ヘルシング教授とドラキュラの対決シーンは、79年版の映画が舞台劇に最も忠実である。フランク・ランジェラは、この芝居でトニー賞にノミネートされた。
 ミーナとルーシーの名前が入れ替わっているのも舞台劇と同じ。 記録では、ランジェラが舞台でドラキュラを演じたのが1977年のことであり、翌年の再演ではジェレミー・ブレット、さらにその翌年はラウル・ジュリアがドラキュラを演じたという。

デビルズ・ゾーン

 若者たちがバカンスの途中で殺人鬼に追われる、というプロットの作品は多々あるが、本作でちょいと趣向が違うのは、その殺人鬼が「本物の魔法使い」であることだ。映画の性質上「超能力者」というのが正しいのだろうが、その力は完全に我々の知る「超能力」を逸脱しており、ほとんど「魔法」である。


 床に転がっている人形の首がゲタゲタ笑いだす、数多のマネキンがガタガタ動き出し、キャーと叫び、その顔はマリオネットのそれかと思えば、人間と寸分違わない姿で人を騙す。それを操る人形使いを「超能力者」と呼ぶにはあまりにも現象が荒唐無稽である。

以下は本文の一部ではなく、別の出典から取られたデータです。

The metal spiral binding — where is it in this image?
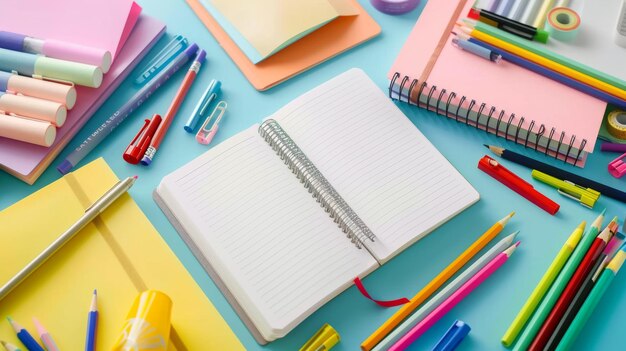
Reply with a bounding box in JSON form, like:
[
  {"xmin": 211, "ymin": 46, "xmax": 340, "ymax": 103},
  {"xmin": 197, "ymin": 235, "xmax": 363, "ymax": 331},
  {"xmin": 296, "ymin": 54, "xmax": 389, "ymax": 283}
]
[
  {"xmin": 259, "ymin": 119, "xmax": 376, "ymax": 249},
  {"xmin": 389, "ymin": 72, "xmax": 587, "ymax": 165}
]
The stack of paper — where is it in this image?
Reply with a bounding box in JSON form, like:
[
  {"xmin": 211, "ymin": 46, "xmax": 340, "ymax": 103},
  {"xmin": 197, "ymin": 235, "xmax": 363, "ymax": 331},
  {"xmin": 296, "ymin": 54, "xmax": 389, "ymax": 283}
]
[{"xmin": 0, "ymin": 0, "xmax": 165, "ymax": 184}]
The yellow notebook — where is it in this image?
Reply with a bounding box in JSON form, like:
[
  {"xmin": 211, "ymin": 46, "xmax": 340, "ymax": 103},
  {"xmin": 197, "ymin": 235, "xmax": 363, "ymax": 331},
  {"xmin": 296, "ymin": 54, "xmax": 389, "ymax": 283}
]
[{"xmin": 0, "ymin": 159, "xmax": 244, "ymax": 350}]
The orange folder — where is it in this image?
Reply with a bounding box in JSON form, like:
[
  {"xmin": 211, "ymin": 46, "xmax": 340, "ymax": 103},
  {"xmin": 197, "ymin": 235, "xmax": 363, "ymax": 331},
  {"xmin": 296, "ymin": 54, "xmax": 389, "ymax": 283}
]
[{"xmin": 186, "ymin": 0, "xmax": 380, "ymax": 91}]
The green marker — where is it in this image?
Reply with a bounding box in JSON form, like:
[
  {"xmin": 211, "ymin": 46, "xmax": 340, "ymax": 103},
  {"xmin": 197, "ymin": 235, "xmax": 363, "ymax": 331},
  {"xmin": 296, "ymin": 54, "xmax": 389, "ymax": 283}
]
[
  {"xmin": 556, "ymin": 246, "xmax": 626, "ymax": 351},
  {"xmin": 502, "ymin": 221, "xmax": 586, "ymax": 347},
  {"xmin": 513, "ymin": 209, "xmax": 606, "ymax": 351}
]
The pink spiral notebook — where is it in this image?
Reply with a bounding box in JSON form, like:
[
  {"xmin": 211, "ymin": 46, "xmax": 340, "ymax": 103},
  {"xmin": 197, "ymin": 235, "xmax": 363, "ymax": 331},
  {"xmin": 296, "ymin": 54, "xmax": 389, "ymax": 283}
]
[{"xmin": 388, "ymin": 0, "xmax": 606, "ymax": 167}]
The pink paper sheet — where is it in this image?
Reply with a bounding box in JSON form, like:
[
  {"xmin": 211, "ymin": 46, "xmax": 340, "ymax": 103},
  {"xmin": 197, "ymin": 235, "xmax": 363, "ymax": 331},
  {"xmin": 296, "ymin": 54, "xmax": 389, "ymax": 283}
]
[
  {"xmin": 0, "ymin": 16, "xmax": 165, "ymax": 184},
  {"xmin": 388, "ymin": 0, "xmax": 606, "ymax": 152},
  {"xmin": 0, "ymin": 0, "xmax": 141, "ymax": 58}
]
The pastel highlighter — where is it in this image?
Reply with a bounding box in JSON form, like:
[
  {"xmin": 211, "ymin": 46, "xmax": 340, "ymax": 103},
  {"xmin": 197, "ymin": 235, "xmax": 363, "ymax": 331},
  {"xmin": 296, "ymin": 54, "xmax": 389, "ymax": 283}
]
[
  {"xmin": 0, "ymin": 71, "xmax": 76, "ymax": 110},
  {"xmin": 0, "ymin": 114, "xmax": 57, "ymax": 147},
  {"xmin": 0, "ymin": 92, "xmax": 67, "ymax": 127}
]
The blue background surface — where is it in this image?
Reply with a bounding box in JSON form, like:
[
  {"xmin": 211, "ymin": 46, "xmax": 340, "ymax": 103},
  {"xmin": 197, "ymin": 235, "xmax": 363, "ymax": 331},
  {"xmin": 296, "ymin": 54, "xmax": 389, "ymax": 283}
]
[{"xmin": 0, "ymin": 0, "xmax": 626, "ymax": 351}]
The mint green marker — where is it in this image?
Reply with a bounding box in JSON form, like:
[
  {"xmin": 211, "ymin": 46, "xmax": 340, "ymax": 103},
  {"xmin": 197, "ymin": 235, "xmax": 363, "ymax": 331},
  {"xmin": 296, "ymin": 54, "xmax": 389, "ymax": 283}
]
[
  {"xmin": 556, "ymin": 246, "xmax": 626, "ymax": 351},
  {"xmin": 513, "ymin": 209, "xmax": 606, "ymax": 351}
]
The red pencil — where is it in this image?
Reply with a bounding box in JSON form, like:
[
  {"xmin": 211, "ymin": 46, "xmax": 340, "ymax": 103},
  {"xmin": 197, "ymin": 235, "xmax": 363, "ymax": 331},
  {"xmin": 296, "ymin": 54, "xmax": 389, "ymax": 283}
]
[
  {"xmin": 528, "ymin": 223, "xmax": 612, "ymax": 351},
  {"xmin": 141, "ymin": 44, "xmax": 206, "ymax": 166}
]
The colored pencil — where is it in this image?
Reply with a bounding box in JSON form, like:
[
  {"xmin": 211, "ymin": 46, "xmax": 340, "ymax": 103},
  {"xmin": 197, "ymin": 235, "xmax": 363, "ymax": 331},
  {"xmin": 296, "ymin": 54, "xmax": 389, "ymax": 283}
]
[
  {"xmin": 388, "ymin": 241, "xmax": 519, "ymax": 351},
  {"xmin": 529, "ymin": 220, "xmax": 612, "ymax": 351},
  {"xmin": 502, "ymin": 221, "xmax": 586, "ymax": 347},
  {"xmin": 85, "ymin": 290, "xmax": 98, "ymax": 351},
  {"xmin": 7, "ymin": 317, "xmax": 44, "ymax": 351},
  {"xmin": 461, "ymin": 22, "xmax": 626, "ymax": 100},
  {"xmin": 485, "ymin": 145, "xmax": 626, "ymax": 203},
  {"xmin": 513, "ymin": 210, "xmax": 606, "ymax": 351},
  {"xmin": 361, "ymin": 212, "xmax": 515, "ymax": 351},
  {"xmin": 468, "ymin": 37, "xmax": 626, "ymax": 109},
  {"xmin": 0, "ymin": 341, "xmax": 22, "ymax": 351},
  {"xmin": 33, "ymin": 318, "xmax": 59, "ymax": 351},
  {"xmin": 556, "ymin": 246, "xmax": 626, "ymax": 351},
  {"xmin": 464, "ymin": 22, "xmax": 626, "ymax": 91},
  {"xmin": 372, "ymin": 232, "xmax": 518, "ymax": 351},
  {"xmin": 544, "ymin": 260, "xmax": 604, "ymax": 350}
]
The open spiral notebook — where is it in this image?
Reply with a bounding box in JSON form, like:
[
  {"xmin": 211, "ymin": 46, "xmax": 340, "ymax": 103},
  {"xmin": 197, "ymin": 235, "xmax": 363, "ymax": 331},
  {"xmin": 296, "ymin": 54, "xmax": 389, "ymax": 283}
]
[{"xmin": 154, "ymin": 69, "xmax": 479, "ymax": 343}]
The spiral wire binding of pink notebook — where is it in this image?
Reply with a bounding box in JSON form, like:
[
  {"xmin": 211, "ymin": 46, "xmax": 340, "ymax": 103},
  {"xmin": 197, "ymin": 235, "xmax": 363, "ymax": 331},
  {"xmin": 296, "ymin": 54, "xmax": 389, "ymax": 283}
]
[{"xmin": 388, "ymin": 0, "xmax": 606, "ymax": 167}]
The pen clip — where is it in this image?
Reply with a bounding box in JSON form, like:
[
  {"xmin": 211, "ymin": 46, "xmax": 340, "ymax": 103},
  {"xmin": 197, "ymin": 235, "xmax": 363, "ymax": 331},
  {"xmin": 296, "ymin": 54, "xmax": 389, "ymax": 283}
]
[
  {"xmin": 196, "ymin": 100, "xmax": 228, "ymax": 145},
  {"xmin": 123, "ymin": 114, "xmax": 161, "ymax": 165}
]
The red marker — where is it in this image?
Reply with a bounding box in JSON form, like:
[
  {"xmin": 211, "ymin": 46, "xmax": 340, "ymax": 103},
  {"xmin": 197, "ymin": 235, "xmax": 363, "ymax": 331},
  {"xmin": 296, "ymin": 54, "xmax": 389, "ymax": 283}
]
[
  {"xmin": 123, "ymin": 114, "xmax": 162, "ymax": 165},
  {"xmin": 478, "ymin": 155, "xmax": 560, "ymax": 215},
  {"xmin": 141, "ymin": 44, "xmax": 206, "ymax": 166}
]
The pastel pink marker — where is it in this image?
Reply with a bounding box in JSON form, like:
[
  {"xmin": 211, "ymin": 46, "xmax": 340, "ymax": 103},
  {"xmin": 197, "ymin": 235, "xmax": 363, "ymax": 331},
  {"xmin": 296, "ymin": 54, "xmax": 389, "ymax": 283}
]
[
  {"xmin": 0, "ymin": 92, "xmax": 67, "ymax": 127},
  {"xmin": 0, "ymin": 114, "xmax": 57, "ymax": 147},
  {"xmin": 0, "ymin": 71, "xmax": 76, "ymax": 110}
]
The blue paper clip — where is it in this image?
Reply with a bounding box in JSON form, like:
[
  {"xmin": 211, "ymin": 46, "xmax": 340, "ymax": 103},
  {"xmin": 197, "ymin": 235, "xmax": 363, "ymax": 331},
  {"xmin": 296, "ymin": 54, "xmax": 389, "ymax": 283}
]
[
  {"xmin": 135, "ymin": 35, "xmax": 189, "ymax": 85},
  {"xmin": 196, "ymin": 101, "xmax": 228, "ymax": 145},
  {"xmin": 432, "ymin": 320, "xmax": 472, "ymax": 351}
]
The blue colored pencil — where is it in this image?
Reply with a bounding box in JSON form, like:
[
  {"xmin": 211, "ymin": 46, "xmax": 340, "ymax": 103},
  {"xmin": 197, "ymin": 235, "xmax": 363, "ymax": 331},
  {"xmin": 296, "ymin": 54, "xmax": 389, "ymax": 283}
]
[
  {"xmin": 85, "ymin": 290, "xmax": 98, "ymax": 351},
  {"xmin": 7, "ymin": 317, "xmax": 45, "ymax": 351},
  {"xmin": 468, "ymin": 38, "xmax": 626, "ymax": 109}
]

 スローソンは凡庸な田舎のオヤジの風体だが、その実態は「超能力者」というよりは、悪魔や魔法使いといった「怪物」であった。

 また、スローソンがそうなってしまったのには、「弟と愛妻の不貞を目撃したことから二人を殺し、それでも妻に未練があったので妻のマネキンを作った」という、「黒猫(1935)」などの古典怪奇映画に時々見られる古風な理由があった。

 物語の下敷きは「悪魔のいけにえ」そのもので、スローソン自身も不気味な仮面を被って暗躍するところなどはレザー・フェイスのパクリであるが、やはりこう、マネキン軍団のインパクトが逸脱しており、(少なくとも筆者には)そんなパクリなどどうでもよくなってくるのだ。 

特撮はおそらく製作当時の目で見ても単純なものだったのだろうが、その稚拙さを逆手に取り、様々な工夫も功を奏して、不気味さを醸しだしている。閉店後の深夜のデパートでマネキンが動き出す、などという都市伝説的なシチュエーションを頭に思い浮かべたことのある人も多いと思うが、それを具現化してしまったのが本作である。

 監督によると、殺人鬼役のチャック・コナーズはそれまで定着していた「正義の味方のイメージ」からの脱却を図っていて、本作のような作品への出演を望んており、ホラー映画のスターになりたがっていた、という。
 仮面を被った怪人があの独特の大きなアゴで丸わかりなのはご愛敬。

 若者の1人を演じているのが、TVシリーズ「チャーリーズ・エンジェル」で人気を博した、売れる前のタニヤ・ロバーツである。